Scallops with lime and peanut risotto

11 September 2006
Scallops with lime and peanut risotto

Ingredients
(serves four)

12 diver-caught scallops
Star anise powder, dusting to taste for scallops

For the risotto 2 shallots, brunoise
1 clove garlic, smoked
15ml sesame oil
60g vialone nano risotto rice
250ml shellfish or satay stock
1 lime, juice and zest
Coriander, roughly chopped
30g butter
25g smooth peanut butter

For the dressing 1 egg yolk
10ml lime juice
50ml peanut oil
30g satay paste
Salt and pepper

For the straws 50g puff paste
10g satay paste

For the salad Picked curly endive
Picked coriander
Coriander oil

Method

Remove scallops from their shell. Clean, wash and dry. To make the risotto, soften shallots and garlic in sesame oil, add the rice and coat in oil. Gradually add the stock until it is fully absorbed. Finish with the lime, coriander, butter and peanut butter.

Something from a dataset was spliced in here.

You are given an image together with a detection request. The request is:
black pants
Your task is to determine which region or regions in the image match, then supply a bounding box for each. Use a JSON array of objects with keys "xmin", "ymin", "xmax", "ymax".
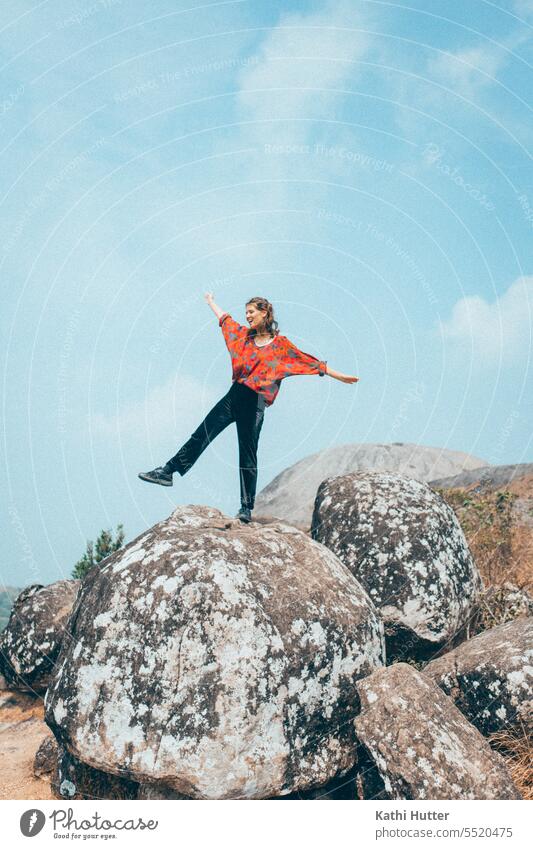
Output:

To make the dressing, place the egg yolk in a bowl over a bain-marie with lime juice, and whisk to sabayon. Gradually add the peanut oil, then finish with satay paste. Season.

To make the straws, roll out the puff paste, spread the satay paste over it and fold into three. Refrigerate until hard. Roll out again, cut into strips and twist together the strands to make straws. Bake until golden.

Mix salad at the last minute and assemble dish as pictured above.